Select File > Open Transaction from the menu bar, and then choose the method you would like to use to import the PSBT.
The transaction overview is shown first.
Select the Details tab from the right side of the window. You can see that the Absolute Locktime field is set to Disabled.
Select the Block tab under the Absolute Locktime field.
Click Set current height.
The last step is to get the fixed PSBT back to the COLDCARD for signing. You can do that by saving the PSBT to a file on your SD card, or sharing it as a BBQr code (Q only).
- To save as a file, select File > Save PSBT from the menu bar. Then you are free to choose As Binary... or As Base64....
  
  Make sure to save the file to your SD card, insert it back in the COLDCARD, and then retry to sign the PSBT.

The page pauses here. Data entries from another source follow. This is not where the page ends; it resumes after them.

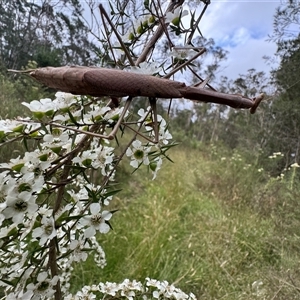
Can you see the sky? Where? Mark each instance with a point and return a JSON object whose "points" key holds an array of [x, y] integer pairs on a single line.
{"points": [[241, 27]]}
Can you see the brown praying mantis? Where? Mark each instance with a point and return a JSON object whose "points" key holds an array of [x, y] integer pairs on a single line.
{"points": [[117, 83]]}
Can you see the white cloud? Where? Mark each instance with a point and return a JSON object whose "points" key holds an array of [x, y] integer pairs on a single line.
{"points": [[242, 28]]}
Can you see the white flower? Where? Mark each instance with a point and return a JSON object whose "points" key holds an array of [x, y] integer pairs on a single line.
{"points": [[18, 205], [42, 106], [104, 158], [46, 232], [182, 53], [113, 115], [85, 159], [138, 154], [85, 294], [96, 220], [64, 100], [78, 254], [56, 142], [44, 286], [109, 288], [20, 296], [147, 68], [7, 126]]}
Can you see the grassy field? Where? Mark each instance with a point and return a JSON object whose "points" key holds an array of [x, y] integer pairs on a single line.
{"points": [[211, 223]]}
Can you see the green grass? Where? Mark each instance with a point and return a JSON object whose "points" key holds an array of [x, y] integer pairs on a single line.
{"points": [[197, 225]]}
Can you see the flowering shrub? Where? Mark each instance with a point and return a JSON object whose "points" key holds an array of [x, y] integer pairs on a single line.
{"points": [[51, 206]]}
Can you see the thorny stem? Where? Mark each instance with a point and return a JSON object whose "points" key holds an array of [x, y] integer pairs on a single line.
{"points": [[157, 34], [103, 13]]}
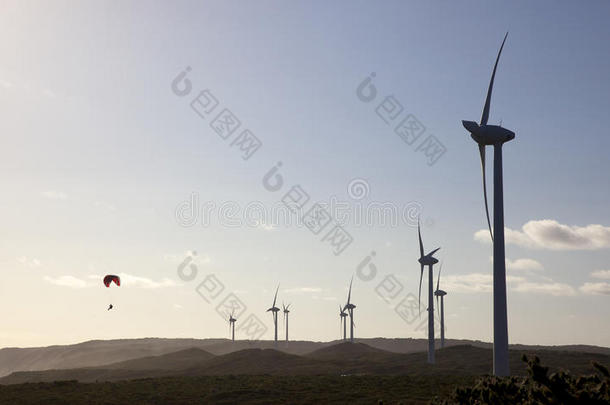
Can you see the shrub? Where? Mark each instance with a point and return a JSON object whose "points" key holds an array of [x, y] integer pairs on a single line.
{"points": [[537, 388]]}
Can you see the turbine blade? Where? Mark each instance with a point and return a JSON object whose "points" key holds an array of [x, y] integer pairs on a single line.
{"points": [[421, 245], [421, 275], [274, 298], [485, 115], [433, 252], [349, 295], [438, 280], [482, 153]]}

- If you are using the COLDCARD Q, you can simply scan a BBQr code to begin signing. Head to File > Show PSBT as QR... from the menu bar. Then click Show BBQr at the bottom of the QR screen.
  
  Hit the QR button on the Q and scan the BBQr code to initiate signing the modified PSBT.

Limitations#

Only a 12 or 24 word seed (not an XPRV) will be accepted for the Spending Policy Key.
Velocity Limit:
- Takes into account the Max Magnitude set per transaction, and the required minimum block height gap.
- Previous block height is determined by the nLockTime value of the last signed PSBT.
- If a PSBT is signed, but never broadcast, you will still have wait for the number of blocks set in the velocity policy.
- If the velocity is not set to Unlimited, your PSBT creator must include the nLockTime value (most do to avoid fee sniping).
A maximum of 25 whitelisted addresses can be stored.
Any number of mobile devices can be enrolled for Web 2FA, but they will all share the same secret.
Any warning at all, not just policy violations, from the PSBT will prevent CCC from signing.